President Obama also will be meeting with Abe leaders of the other 11 other TPP countries when he arrives this weekend for the Asia-Pacific Economic Cooperation forum.
“Obviously we recognize the recent political developments in our country and how that affects TPP, but that's all the more reason for the president to discuss with other TPP leaders the work they've done together and how we're looking at issues related to trade going forward,” said Ben Rhodes, Obama's deputy national security advisor for strategic communications.
Congress will be welcoming the newly elected House members and senators this week, and Republicans are expected to vote on Tuesday to retain Paul Ryan as House speaker. But with TPP off the table, the rest of the lame duck agenda appears to be shrinking.
The continuing resolution that is currently funding the government expires Dec. 9. GOP congressional leaders had planned to work out an agreement with the White House on spending legislation to cover the rest of fiscal 2017.
However, in the wake of Trump's election there are growing expectations that GOP leaders will instead seek another continuing resolution that would fund the government into the first part of next year, allowing time for Republicans to negotiate spending levels and policy provisions with Trump and his new team rather than Obama.
“American people rose up and resoundingly rejected the status quo,” aid Michael Needham, CEO of Heritage Action, a conservative advocacy group. “Instead of negotiating with a lame duck president, Republicans in Congress must begin setting the stage for 2017.”
Here's a list of agriculture- or rural-related events scheduled for this week in Washington and elsewhere:
Monday, Nov. 14
11 a.m. - Cato Institute forum, “The Way Forward on Trade,” 1100 Massachusetts Ave. NW.
4 p.m. - USDA releases Crop Progress report.
Tuesday, Nov. 15
All day - Science Board to the Food and Drug Administration meeting on the bovine heparin initiative and other issues, Silver Spring, Md.
Wednesday, Nov. 16
National Organic Standards Board meeting, St. Louis, through Friday.
9 a.m. - Biotechnology Regulatory Services stakeholder meeting, USDA Center at Riverside, Md.
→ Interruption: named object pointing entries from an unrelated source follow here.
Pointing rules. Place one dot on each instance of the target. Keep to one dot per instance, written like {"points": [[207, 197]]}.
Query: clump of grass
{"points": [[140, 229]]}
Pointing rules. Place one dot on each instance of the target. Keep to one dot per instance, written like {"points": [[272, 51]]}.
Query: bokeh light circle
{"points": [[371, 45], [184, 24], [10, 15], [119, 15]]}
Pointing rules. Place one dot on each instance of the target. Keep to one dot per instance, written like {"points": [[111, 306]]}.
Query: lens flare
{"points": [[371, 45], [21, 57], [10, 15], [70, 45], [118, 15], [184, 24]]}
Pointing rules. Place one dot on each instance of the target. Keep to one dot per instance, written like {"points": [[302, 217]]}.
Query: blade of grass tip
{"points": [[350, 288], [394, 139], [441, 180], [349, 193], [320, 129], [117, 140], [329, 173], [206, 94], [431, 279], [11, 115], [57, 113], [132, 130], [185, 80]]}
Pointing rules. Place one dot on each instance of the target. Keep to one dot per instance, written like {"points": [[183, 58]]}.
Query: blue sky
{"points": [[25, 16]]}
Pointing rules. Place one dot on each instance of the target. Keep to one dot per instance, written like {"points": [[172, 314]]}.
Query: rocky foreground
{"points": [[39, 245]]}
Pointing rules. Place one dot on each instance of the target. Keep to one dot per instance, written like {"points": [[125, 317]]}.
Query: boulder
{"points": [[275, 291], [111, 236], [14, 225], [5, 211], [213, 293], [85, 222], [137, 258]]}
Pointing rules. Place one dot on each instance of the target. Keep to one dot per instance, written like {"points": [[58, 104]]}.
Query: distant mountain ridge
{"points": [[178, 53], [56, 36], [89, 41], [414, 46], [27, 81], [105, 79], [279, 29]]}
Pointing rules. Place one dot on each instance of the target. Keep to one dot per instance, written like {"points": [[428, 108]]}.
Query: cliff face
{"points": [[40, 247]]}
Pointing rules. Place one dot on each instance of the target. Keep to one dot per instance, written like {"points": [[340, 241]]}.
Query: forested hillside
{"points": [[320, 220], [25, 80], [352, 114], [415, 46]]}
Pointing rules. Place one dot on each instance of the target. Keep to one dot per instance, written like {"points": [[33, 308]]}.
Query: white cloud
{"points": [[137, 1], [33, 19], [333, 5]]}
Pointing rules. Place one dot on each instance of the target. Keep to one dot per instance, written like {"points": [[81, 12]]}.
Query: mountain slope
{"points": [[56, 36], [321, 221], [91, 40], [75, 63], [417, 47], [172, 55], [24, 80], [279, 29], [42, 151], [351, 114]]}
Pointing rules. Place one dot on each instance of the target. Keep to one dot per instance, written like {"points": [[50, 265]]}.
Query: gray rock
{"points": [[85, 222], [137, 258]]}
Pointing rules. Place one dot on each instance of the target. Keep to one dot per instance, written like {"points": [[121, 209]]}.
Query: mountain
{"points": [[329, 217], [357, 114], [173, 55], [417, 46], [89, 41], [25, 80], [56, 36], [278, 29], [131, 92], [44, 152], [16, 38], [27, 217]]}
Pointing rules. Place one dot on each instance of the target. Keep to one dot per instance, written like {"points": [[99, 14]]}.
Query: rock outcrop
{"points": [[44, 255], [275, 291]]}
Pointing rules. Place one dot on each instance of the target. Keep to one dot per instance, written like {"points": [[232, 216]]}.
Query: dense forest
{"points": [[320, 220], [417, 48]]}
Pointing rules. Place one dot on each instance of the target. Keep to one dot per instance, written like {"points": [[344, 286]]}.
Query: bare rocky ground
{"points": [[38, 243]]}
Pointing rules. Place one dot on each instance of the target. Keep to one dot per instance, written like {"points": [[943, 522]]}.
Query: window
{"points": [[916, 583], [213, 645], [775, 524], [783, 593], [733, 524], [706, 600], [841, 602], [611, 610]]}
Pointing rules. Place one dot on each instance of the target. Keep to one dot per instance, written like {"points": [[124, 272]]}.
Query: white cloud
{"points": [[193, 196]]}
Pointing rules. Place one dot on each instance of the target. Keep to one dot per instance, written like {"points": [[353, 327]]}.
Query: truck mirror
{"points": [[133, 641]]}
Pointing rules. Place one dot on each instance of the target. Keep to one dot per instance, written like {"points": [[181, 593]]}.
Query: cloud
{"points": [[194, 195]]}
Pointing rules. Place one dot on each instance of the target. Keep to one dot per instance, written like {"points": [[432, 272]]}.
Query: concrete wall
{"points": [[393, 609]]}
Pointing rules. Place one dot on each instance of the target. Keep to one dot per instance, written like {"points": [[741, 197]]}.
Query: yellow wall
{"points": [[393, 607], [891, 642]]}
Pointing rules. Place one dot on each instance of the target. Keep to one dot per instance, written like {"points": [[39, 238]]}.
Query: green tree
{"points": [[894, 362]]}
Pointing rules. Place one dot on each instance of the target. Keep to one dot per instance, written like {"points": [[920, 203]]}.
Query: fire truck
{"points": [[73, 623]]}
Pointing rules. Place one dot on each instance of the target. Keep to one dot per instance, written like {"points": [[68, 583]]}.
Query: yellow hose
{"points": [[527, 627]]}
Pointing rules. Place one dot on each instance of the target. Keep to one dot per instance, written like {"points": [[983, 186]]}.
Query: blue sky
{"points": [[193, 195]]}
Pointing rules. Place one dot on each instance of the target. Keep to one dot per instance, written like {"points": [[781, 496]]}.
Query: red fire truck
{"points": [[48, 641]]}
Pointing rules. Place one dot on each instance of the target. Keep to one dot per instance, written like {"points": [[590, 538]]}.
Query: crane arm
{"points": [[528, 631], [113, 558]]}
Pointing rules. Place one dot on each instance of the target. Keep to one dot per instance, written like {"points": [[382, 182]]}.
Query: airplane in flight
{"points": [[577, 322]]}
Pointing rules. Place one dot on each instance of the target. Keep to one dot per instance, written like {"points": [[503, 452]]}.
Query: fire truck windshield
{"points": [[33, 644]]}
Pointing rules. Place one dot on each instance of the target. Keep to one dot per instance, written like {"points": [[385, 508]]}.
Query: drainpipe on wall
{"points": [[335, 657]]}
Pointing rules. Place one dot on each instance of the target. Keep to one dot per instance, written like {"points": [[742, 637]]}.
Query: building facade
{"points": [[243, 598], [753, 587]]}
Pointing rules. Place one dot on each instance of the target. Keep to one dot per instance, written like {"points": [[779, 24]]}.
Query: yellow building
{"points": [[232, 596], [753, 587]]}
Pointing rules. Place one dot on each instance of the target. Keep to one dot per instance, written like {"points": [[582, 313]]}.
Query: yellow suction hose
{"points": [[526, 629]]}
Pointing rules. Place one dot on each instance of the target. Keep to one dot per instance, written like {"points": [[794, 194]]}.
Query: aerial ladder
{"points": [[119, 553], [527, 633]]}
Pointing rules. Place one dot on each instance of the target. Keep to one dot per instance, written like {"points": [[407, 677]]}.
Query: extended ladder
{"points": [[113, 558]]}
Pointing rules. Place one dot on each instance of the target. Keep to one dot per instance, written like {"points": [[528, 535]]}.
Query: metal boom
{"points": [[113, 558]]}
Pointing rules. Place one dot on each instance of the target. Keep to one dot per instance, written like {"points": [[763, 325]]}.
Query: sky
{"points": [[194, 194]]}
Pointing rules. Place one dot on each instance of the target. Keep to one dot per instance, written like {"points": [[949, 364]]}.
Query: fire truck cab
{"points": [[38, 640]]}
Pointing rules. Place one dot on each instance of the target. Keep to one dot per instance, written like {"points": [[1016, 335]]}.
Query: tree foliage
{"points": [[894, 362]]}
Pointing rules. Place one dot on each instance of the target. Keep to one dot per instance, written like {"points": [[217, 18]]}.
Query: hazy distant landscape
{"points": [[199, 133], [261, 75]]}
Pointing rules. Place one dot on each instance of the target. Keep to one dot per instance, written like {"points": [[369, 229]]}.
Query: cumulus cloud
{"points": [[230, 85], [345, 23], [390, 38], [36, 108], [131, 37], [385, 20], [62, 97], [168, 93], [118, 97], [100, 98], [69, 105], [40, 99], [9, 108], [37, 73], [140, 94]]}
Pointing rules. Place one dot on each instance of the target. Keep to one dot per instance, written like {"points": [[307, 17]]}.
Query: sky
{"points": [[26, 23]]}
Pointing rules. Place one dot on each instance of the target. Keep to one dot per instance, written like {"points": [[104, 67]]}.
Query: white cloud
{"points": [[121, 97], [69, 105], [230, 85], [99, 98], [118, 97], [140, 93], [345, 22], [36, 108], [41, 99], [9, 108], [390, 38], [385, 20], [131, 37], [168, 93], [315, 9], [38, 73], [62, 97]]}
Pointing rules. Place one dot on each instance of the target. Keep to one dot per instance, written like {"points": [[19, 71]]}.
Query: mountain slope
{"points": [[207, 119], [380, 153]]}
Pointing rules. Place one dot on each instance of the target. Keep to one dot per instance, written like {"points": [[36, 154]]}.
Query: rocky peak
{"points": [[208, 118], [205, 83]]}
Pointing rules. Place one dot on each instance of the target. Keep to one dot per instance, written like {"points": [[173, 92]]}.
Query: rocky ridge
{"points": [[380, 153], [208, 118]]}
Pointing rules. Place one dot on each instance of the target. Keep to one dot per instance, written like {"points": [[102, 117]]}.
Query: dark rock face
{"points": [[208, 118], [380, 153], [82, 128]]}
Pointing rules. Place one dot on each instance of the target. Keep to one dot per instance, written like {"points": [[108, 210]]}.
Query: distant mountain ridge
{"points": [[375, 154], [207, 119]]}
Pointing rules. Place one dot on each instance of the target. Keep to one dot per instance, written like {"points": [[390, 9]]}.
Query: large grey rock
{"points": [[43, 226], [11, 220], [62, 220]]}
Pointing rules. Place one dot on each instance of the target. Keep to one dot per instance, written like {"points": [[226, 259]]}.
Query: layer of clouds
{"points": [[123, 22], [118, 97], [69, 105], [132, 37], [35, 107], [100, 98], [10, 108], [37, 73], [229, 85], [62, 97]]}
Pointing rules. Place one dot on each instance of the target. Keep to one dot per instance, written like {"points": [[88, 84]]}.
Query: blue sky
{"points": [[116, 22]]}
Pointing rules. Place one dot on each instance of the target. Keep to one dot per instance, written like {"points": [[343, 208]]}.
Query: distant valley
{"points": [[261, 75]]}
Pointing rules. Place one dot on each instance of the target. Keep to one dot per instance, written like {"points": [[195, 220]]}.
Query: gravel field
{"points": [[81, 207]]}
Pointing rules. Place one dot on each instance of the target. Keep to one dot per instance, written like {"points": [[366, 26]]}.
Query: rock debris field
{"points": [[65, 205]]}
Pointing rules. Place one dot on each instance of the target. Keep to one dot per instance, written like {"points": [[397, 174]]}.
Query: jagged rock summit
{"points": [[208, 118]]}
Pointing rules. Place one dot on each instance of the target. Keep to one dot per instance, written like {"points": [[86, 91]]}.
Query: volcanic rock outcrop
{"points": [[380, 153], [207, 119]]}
10:30 a.m. - Third Annual Summit on Global Food Security and Health Issues, George Mason University Arlington campus, 3351 Fairfax Dr.
Thursday, Nov. 17
President-elect Donald Trump meets with Japanese Prime Minister Shinzo Abe.
8:30 a.m. - USDA releases Weekly Export Sales report.
10 a.m. - House Agriculture Committee hearing, “Past, Present, and Future of SNAP: Opportunities for Improving Access to Food,” 1300 Longworth.